Von der guten alten Konsequenz

Hach, wie war das doch schön, als man noch gefestigte Meinungen über Kindererziehung hatte.  Mit der Geburt des eigenen Kindes verändert sich das allerdings. Plötzlich sind Dinge, bei denen man sich sicher war, dass man sie NIE, NIE so machen würde, eine Option. Wie zum Beispiel die eigenen Kinder bestechen. Ich weiß noch, wie eine Freundin mit schuldbewusstem Lächeln ihrer Tochter eine Mini-Haribo-Tüte anbot, wenn sie jetzt endlich auf ihr Laufrad steigen und weiterfahren würde. Ich lächelte sie an und sagte "Klar, kann man verstehen". Gedacht habe ich: "Wie, die lässt sich so vom Kind manipulieren? Nee, bei mir würde das nicht in die Tüte kommen. Ich würde da strenger sein." Weit gefehlt.

Ein Tag voller Kämpfe

Nicht umsonst nennt man die Zeit ab zwei Jahren auch “terrible twos”. Nun sind unsere Jungs noch nicht zwei, aber haben durchaus schon ihren eigenen (Wider-)Willen entdeckt. Und sie “wollen” prinzipiell das, was wir gerade nicht wollen,  bzw. was sie nicht sollen. Die Waschmaschine läuft, die verbotenden bunten Knöpfen werden gedrückt und plötzlich wird aus der 30° Wäsche 60°. Adé Wolle-Seide-Body. In der Trotzphase ist jeder Tag ein Kampf. Mal mehr, mal noch mehr. Und da geht dann doch manchmal die Konsequenz flöten.

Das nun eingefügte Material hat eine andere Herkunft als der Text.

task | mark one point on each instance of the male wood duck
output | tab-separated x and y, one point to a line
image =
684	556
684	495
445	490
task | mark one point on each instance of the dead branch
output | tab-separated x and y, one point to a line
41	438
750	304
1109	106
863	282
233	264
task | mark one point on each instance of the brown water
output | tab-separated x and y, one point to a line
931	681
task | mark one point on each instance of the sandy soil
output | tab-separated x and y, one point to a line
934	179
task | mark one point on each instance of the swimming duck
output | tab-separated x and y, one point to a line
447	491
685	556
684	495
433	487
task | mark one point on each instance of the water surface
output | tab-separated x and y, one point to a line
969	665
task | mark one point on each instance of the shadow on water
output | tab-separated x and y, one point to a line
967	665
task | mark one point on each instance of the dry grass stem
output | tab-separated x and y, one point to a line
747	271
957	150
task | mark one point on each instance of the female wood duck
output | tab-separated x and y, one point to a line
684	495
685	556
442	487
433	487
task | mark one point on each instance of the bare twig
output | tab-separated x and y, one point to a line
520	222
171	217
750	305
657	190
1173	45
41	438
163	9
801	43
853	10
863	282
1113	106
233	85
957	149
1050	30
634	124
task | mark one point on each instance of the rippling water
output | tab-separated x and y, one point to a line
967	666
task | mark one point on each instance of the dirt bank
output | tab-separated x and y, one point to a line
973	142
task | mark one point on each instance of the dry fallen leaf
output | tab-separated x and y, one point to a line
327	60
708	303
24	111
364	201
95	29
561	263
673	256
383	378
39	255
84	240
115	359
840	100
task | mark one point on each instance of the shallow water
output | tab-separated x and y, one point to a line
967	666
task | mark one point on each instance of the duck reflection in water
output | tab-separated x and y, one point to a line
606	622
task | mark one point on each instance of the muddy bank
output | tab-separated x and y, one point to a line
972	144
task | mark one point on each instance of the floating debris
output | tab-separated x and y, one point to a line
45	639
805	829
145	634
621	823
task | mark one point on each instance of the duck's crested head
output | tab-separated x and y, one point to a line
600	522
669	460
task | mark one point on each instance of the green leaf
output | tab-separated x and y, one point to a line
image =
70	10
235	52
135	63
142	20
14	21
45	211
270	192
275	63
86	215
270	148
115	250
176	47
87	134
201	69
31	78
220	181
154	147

Der Grad an Konsequenz hängt vom Gemütszustand ab, oder eher: Vom Müdigkeitszustand

Je nach dem wie gut oder schlecht man geschlafen hat, wie gestresst man ist und welche Tageszeit es ist, variiert die eigene Konsequenz. Oder sie verschwindet ganz. Wie Isabel es beschreibt: Ihre Konsequenz hat sich eher in den Weg des geringsten Widerstandes verwandelt. Wenn man den ganzen Tag mit einem weinerlichen Kind verbracht hat, ist manchmal kein Nein mehr drin. Wenn es aber doch drin ist, dann wird geschrien. Sich auf den Boden geworfen und irgendwann weiß keiner mehr, worum es jetzt eigentlich ging.

Ablenken?

Auch zur Strategie des Ablenkens gibt es unterschiedlich Meinungen. Und nicht immer geht das. Wenn man sich zum Beispiel schnell anziehen muss, die Zeit drängt, man ist zu spät dran und der Sohnemann hat sich gerade entschieden, heute, natürlich ohne jeglichen Grund zu protestieren. Kein Schal bleibt am Hals, die Mütze wird auf den Boden gefeuert und so fort. Ihr kennt das. Da hilft ablenken natürlich nicht. Da hilft dann nur (Achtung, Rabenmutter-Alarm), “wenn du dich anziehen lässt bekommst du den Nuckel”. 0:2 für die Konsequenz. Erster Fehler: Nuckel gibt’s bei uns eigentlich nur noch zum Schlafen. Zweiter Fehler: Man hat das Kind mal wieder bestochen. Bei anderen Situationen hilft das Ablenken oder auch das Herausnehmen aus der Situation, manchmal.

Einmal verloren, immer verloren?

Nur weil man ab und zu mal nachgibt, heißt das ja nicht gleich, das Kind wird verzogen. Außerdem: Kinder werden älter, Phasen vergehen und es kommen neue. Und auch wenn Mama nicht immer konsequent ist, irgendwas scheinen die süßen Monster ja doch zu lernen. Manchmal hören sie dann auch einfach von ganz alleine auf. Und wenn nicht: An irgendwem muss man sich ja reiben und Mama ist immer da. Wichtig ist es, seinen eigenen Willen zu entdecken, sich selbst bewusst zu werden. Irgendwann wird es dann vielleicht auch langweilig, immer die bunten Knöpfe zu drücken oder auf den Tisch zu klettern. Da muss man dann plötzlich gar nichts mehr sagen und man bekommt als Dankeschön und einfach so, einen dicken Schmatzer.